Ok, yeah, I think I mistook your first point a little bit. I agree that the Lions have consistently underperformed their "talent." The problem is that their talent has only been worth, say, a 5-11 record and so when they go 2-14 instead, well, it's kinda' much ado about nothing.

As for injuries, yeah, like we've both said, the fact that it's been Stafford has skewed things.
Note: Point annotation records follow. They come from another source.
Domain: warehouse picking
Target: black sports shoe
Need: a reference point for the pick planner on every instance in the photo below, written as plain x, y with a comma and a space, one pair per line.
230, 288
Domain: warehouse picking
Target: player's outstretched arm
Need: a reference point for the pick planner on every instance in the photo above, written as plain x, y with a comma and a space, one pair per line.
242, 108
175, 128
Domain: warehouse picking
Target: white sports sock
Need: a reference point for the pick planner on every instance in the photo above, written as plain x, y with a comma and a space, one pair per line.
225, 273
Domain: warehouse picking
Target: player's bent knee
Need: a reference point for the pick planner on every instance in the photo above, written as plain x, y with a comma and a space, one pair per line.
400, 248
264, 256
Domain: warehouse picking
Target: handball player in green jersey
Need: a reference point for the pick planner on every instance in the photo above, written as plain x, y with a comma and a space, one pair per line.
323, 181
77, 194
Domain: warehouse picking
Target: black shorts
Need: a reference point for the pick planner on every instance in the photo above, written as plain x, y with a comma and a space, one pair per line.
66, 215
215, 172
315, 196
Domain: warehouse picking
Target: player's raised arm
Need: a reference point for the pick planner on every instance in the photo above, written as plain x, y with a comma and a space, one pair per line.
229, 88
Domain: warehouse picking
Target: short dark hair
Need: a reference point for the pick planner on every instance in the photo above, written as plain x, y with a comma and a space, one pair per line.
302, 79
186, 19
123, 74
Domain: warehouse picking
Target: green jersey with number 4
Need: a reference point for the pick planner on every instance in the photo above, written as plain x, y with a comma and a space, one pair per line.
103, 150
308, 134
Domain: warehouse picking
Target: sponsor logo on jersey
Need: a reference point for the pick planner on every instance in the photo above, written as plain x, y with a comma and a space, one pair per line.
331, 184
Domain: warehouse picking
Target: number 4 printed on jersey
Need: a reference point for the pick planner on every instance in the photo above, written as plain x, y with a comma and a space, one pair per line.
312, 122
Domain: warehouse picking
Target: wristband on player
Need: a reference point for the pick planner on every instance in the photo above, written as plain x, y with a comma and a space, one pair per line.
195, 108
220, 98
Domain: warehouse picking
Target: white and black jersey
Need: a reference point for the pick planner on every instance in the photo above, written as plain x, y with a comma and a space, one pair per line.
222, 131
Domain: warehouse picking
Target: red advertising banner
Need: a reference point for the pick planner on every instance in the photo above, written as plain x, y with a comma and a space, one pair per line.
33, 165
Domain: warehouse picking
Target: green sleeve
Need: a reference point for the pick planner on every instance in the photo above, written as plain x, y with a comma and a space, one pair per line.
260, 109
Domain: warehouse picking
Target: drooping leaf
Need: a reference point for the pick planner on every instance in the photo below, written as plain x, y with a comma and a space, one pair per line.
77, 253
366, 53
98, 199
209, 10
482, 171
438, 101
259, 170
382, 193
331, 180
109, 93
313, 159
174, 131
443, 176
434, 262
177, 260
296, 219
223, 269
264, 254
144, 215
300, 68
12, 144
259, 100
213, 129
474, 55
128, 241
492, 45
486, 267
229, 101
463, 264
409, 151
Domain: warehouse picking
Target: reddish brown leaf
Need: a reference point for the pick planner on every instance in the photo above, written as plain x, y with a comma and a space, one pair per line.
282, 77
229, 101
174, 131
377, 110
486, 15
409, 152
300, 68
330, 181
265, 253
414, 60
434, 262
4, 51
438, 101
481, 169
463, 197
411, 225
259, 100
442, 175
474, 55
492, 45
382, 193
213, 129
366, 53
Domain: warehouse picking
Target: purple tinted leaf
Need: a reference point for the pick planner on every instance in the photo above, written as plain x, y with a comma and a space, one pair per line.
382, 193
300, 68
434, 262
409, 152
I am now going to make a logically incongruent statement: I think Matt Stafford is WAY better than Shaun Hill, but I don't think Shaun Hill is that much worse than Matt Stafford. Hill has filled in very admirably, as almost any analyst would agree. But Stafford has that intangible "it" factor. Something, maybe everything, is different when he is the QB. Anyone would have to agree that, had Stafford been healthy all 60 minutes of all 11 games so far, the Lions would have stolen at least a couple of those games they came so close in (CHI, PHI, GB, NYG, NYJ, BUF). What actually happened, though, was that Shaun Hill could never quite get it done. But then I have to go back to that Patriots season. Again, they lost a QB who is, at this point, two or three levels above Stafford and put in a guy who, at this point, is, at best, one level above Hill. And those Patriots went 11-5, again, because the rest of the team was good. The rest of the Lions' team is still pretty bad, so you can't blame too much on the Stafford injury. If the team, as a whole, were actually any good, they could have weathered the Stafford injury with Hill at QB. They're not, so they didn't. They are who we thought they were. End of story.

And that leads me to the Raiders. Certainly I take your point on Campbell. On the other hand, with the limited body of evidence we have on Stafford, can you really say he's any better than Campbell at this point? And is Shaun Hill worse than Gradkowski and/or Campbell? It leads me back to the team concept. If Oakland can win 3 more games than the Lions (3-0 in their division, btw, compared to the Lions' 0-3) with those "bums" at QB, then it's tough to argue that they aren't a better team overall (despite not having a Suh or a Megatron or whoever). Although I guess Ty's article might explain it a little bit.

The bottomline is that, injuries aside, this team still needs a lot of work. As I've been harping on since this blog started, the OL is about 10 years overdue for an overhaul aka we need to overhaul the overhaul that started 10 years ago. Maybe if this OL could open holes for Best like Oakland's does for McFadden, he would be more productive and not so "turf toe-y." Maybe if they protected better, Stafford WOULD still be the QB - although, the pass protection has been pretty good and my conclusion, at this point, is that Stafford is dangerously close to being "injury-prone." The DL seems to be on track, but LB is a mess and DB is a problem (although I'm not sure exactly WHO the problem is). The "skill positions" are all A-1, in my opinion, with Stafford/Hill, Best/Smith/Morris, Johnson/Burleson/anyone except BJ/etc, Pettigrew/Scheffler, but if you can't open holes and keep the QB upright, none of that matters. Until the OL is fixed and the defense takes another step forwad, the Lions will continue to underperform whatever statistical expectations one can come up with.